The worst K-BB-ISO was a positive .133 by Chris Johnson (75 wRC+) while the best was a negative .256 by David Ortiz. The average was a negative .05. The 25th percentile was negative .012 (Rajai Davis, 95 wRC+) while the 75th percentile was a negative .09 (Charlie Blackmon, 110 wRC+). Based on this, I conclude that good values are something like negative .1 or better, while values that approach zero are bad and positive values are atrocious.
Overall, the Pearson Coefficient between wRC+ and K-BB-ISO was a negative .75. A negative correlation is expected because the good values are below zero, and the correlation is significant.
The top 20 in K-BB-ISO all have a wRC+ above or equal to 120 and are ranked in the top 50 in wRC+. In the bottom 20 there are three hitters with a wRC+ slightly above 100 but most are near the bottom of the leaderboard.
Now BABIP is not random and there is a skill that is related to contact quality, but then again ISO is also related to contact quality — the guys who hit the ball hard and at decent angles usually also have good ISOs, while the put-everything-in-play-weakly guys usually have bad ISOs (and often bad BB%).
So here is what I look at in a prospect:
excellent: <-0.15 (expect 120 or better wRC+)

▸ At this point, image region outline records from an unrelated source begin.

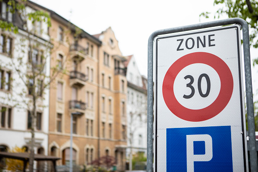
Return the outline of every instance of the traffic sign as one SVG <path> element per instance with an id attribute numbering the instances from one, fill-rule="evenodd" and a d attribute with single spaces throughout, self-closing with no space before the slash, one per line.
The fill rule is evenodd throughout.
<path id="1" fill-rule="evenodd" d="M 156 171 L 248 169 L 240 30 L 155 39 Z"/>

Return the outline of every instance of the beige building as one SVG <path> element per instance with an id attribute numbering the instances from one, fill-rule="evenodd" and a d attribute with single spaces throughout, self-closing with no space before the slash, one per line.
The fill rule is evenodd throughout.
<path id="1" fill-rule="evenodd" d="M 49 155 L 69 164 L 74 115 L 73 161 L 89 165 L 106 155 L 125 168 L 127 82 L 118 42 L 110 28 L 92 36 L 51 11 L 51 66 L 63 69 L 50 89 Z M 51 75 L 56 75 L 52 70 Z"/>

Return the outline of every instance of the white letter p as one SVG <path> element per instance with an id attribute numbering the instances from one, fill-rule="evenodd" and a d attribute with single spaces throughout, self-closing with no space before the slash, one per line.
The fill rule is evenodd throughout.
<path id="1" fill-rule="evenodd" d="M 194 141 L 204 141 L 205 154 L 194 154 Z M 187 172 L 194 171 L 194 161 L 209 161 L 212 158 L 212 139 L 210 135 L 187 135 Z"/>

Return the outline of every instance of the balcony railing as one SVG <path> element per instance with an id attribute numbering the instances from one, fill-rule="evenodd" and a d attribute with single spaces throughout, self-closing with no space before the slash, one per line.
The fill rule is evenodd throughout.
<path id="1" fill-rule="evenodd" d="M 76 71 L 70 72 L 70 79 L 78 79 L 83 81 L 88 80 L 88 77 L 85 74 Z"/>
<path id="2" fill-rule="evenodd" d="M 115 75 L 122 75 L 124 76 L 126 75 L 126 67 L 115 67 Z"/>
<path id="3" fill-rule="evenodd" d="M 86 104 L 81 101 L 70 100 L 69 102 L 70 109 L 78 109 L 82 110 L 86 109 Z"/>
<path id="4" fill-rule="evenodd" d="M 88 54 L 89 49 L 85 48 L 78 44 L 72 44 L 70 47 L 70 51 L 77 51 L 85 55 Z"/>

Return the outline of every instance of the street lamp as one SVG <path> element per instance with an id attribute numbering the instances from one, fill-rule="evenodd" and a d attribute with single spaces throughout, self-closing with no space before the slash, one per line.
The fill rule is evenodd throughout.
<path id="1" fill-rule="evenodd" d="M 80 115 L 81 113 L 79 112 L 72 112 L 71 113 L 71 121 L 70 126 L 70 172 L 72 172 L 72 121 L 73 115 Z"/>

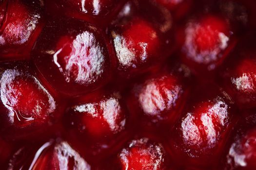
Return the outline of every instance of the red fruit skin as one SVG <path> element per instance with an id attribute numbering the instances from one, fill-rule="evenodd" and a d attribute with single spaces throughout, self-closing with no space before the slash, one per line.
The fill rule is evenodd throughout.
<path id="1" fill-rule="evenodd" d="M 251 37 L 245 36 L 232 53 L 226 66 L 220 71 L 221 83 L 225 90 L 241 109 L 256 106 L 256 47 Z"/>
<path id="2" fill-rule="evenodd" d="M 203 85 L 194 91 L 166 147 L 181 166 L 216 167 L 236 122 L 236 106 L 217 86 Z"/>
<path id="3" fill-rule="evenodd" d="M 222 169 L 249 170 L 256 168 L 255 109 L 245 112 L 244 114 L 247 115 L 239 120 L 234 136 L 229 140 L 230 144 L 227 147 Z"/>
<path id="4" fill-rule="evenodd" d="M 51 140 L 41 145 L 26 145 L 9 163 L 11 170 L 91 170 L 91 166 L 66 141 Z"/>
<path id="5" fill-rule="evenodd" d="M 154 0 L 172 12 L 174 18 L 178 20 L 190 12 L 194 0 Z"/>
<path id="6" fill-rule="evenodd" d="M 119 92 L 99 91 L 73 101 L 65 114 L 66 138 L 87 159 L 95 162 L 114 154 L 129 138 L 123 100 Z"/>
<path id="7" fill-rule="evenodd" d="M 49 21 L 32 51 L 39 72 L 59 92 L 77 96 L 110 81 L 114 60 L 102 31 L 81 21 Z"/>
<path id="8" fill-rule="evenodd" d="M 109 29 L 118 74 L 134 77 L 159 68 L 173 51 L 172 26 L 171 14 L 160 6 L 144 0 L 127 3 Z"/>
<path id="9" fill-rule="evenodd" d="M 0 69 L 1 136 L 26 140 L 51 134 L 46 131 L 58 121 L 65 104 L 43 86 L 26 63 L 2 64 Z"/>
<path id="10" fill-rule="evenodd" d="M 165 70 L 133 85 L 127 103 L 139 129 L 159 134 L 174 124 L 190 94 L 186 82 L 181 75 Z"/>
<path id="11" fill-rule="evenodd" d="M 0 138 L 0 165 L 3 166 L 1 168 L 6 168 L 7 162 L 8 161 L 13 149 L 11 144 Z"/>
<path id="12" fill-rule="evenodd" d="M 182 61 L 195 74 L 206 77 L 215 72 L 236 44 L 225 17 L 214 15 L 189 20 L 176 36 Z"/>
<path id="13" fill-rule="evenodd" d="M 46 0 L 46 6 L 51 15 L 64 14 L 100 25 L 109 24 L 126 0 Z M 59 13 L 56 14 L 56 11 Z"/>
<path id="14" fill-rule="evenodd" d="M 40 2 L 3 0 L 0 5 L 0 60 L 27 59 L 43 24 Z"/>
<path id="15" fill-rule="evenodd" d="M 161 144 L 142 138 L 132 140 L 118 157 L 121 170 L 166 170 L 165 154 Z"/>

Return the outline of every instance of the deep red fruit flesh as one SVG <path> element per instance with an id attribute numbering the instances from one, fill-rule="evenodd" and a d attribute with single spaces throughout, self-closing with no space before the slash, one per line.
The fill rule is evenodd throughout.
<path id="1" fill-rule="evenodd" d="M 0 169 L 256 169 L 254 0 L 0 0 Z"/>

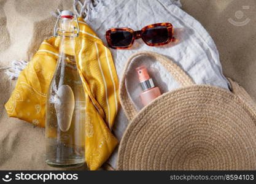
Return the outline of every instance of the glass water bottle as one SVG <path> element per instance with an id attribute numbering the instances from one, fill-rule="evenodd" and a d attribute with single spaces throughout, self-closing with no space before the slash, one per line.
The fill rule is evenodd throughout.
<path id="1" fill-rule="evenodd" d="M 46 103 L 45 162 L 58 167 L 85 163 L 85 97 L 76 62 L 74 40 L 79 29 L 75 18 L 72 12 L 63 11 L 55 28 L 60 44 Z"/>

good: -0.08 to -0.14 (expect 105 to 120 wRC+)
OK: -0.03 to -0.07 (expect 90 to 105 wRC+)
red flag: above -0.03
Now there is a disclaimer to this: The K-BB-ISO might underrate ground-ball-heavy hard hitters who have lower ISOs but generally solid contact quality. For example, Christian Yelich is just 146th out of 246 in K-BB-ISO over that time frame but 45th in wRC+. It might also overrate fly-ball-heavy pull hitters with high pop-up rates. Examples of this are Brian Dozier (68th wRC+, 29th K-BB-ISO) or Jose Bautista (17th wRC+, 3rd K-BB-ISO).
Also you have to consider park and league factors as there are some very hitter-friendly leagues and parks in the minors (for example the PCL) and HR/FB luck also needs to be considered.
But overall, the leaderboards look quite similar and K-BB-ISO might be a good indicator for success if you want to eliminate BABIP from the equation. Basically this is pretty simple — if you don’t walk or slug a lot, you better not strike out. And if you strike out a lot, you better have something to make up for it.
My analytical background is not the best, though, and maybe somebody who has a little more skill in that field could look at the data and see if I’m onto something.